Oil is performing better than the market, thanks to unexpected comments from Saudi Arabia about its willingness to cut production when the world is suffering from energy shortages.
This was a clear signal that OPEC continues to target historically high oil prices, preferring not to fight for market share as it did in 2014. Back then, however, Saudi Arabia had to compete for the market with the rapidly gaining US and Russian production. The latter has now moved into the lame duck category, where a 5-15% drop in output over the next 12 months would be excellent news.
The United States is clearly failing to seize the initiative and start aggressively ramping up its production. According to figures published on Friday evening from Baker Hughes, the number of working rigs rose by three last week to 765, of which 605 (+4 for the week) produce oil. However, we saw a much higher production growth rate in 2009 and 2016, even though the world was by no means suffering from an energy crisis at the time.

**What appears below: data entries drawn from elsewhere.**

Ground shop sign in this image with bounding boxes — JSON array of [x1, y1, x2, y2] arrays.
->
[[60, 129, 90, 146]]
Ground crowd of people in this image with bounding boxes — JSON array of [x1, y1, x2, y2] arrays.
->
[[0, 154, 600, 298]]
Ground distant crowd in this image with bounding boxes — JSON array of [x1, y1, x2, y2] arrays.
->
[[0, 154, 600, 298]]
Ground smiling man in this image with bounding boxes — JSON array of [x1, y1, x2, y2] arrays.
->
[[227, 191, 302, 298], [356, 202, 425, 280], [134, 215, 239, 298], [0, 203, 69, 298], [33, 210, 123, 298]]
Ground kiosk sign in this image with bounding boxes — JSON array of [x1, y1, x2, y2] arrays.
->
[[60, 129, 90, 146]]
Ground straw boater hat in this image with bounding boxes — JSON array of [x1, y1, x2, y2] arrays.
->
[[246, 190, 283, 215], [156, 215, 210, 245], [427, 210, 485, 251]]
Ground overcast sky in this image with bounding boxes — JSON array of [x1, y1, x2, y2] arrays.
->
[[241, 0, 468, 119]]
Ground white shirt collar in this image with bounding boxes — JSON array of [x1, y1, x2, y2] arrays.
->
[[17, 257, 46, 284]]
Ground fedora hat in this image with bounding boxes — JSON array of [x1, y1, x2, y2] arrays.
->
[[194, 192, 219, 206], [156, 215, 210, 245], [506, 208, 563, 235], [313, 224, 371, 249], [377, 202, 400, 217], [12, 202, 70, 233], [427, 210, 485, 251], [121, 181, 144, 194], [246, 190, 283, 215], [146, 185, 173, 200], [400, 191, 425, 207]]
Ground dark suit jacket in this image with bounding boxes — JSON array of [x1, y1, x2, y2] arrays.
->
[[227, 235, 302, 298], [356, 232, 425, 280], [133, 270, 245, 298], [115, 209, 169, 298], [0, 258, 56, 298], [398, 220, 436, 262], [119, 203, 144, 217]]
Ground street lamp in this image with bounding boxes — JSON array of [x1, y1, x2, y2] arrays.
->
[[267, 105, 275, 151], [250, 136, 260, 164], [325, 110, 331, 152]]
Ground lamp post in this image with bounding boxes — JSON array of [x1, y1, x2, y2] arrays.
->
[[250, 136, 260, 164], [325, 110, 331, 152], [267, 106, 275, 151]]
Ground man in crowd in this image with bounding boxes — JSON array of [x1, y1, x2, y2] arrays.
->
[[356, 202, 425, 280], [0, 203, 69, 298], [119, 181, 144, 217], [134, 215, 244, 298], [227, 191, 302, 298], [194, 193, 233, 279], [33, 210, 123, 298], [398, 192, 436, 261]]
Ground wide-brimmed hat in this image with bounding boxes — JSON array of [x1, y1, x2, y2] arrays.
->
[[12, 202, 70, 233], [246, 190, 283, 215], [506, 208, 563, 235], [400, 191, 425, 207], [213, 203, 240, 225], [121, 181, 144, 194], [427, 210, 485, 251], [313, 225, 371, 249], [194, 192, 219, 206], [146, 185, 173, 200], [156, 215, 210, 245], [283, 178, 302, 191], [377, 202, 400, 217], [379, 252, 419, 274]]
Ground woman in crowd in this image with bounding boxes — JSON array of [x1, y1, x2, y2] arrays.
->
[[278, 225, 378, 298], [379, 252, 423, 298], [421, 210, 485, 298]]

At the same time, the technical picture does not yet allow for a recovery of the bullish rally. WTI fell under the 200 SMA at the beginning of August, and despite the bullish comments of OPEC, it did not manage to go back above that level.
The price managed to bounce back from the August lows to levels of 76.4% from the June lows, which fits into the traditional retracement pattern.
The oil market is now focused on the upcoming OPEC meeting on September 5, where the cartel will discuss production quotas after September. CME’s OPEC+ Watch Tool indicates that markets are laying down an 18.7% chance of production cuts, creating a potential selling overhang if these forecasts do not materialise.
In addition, we need to pay attention to the continuing deterioration in GDP growth forecasts for the global economy and Europe’s drive to save energy. Over the medium to long term, economics invariably emerges as the winner compared to geopolitics. And now, the situation is shaping up for where the fight reaches intensity, followed by a turning point. The next few days will likely determine the trend for many months.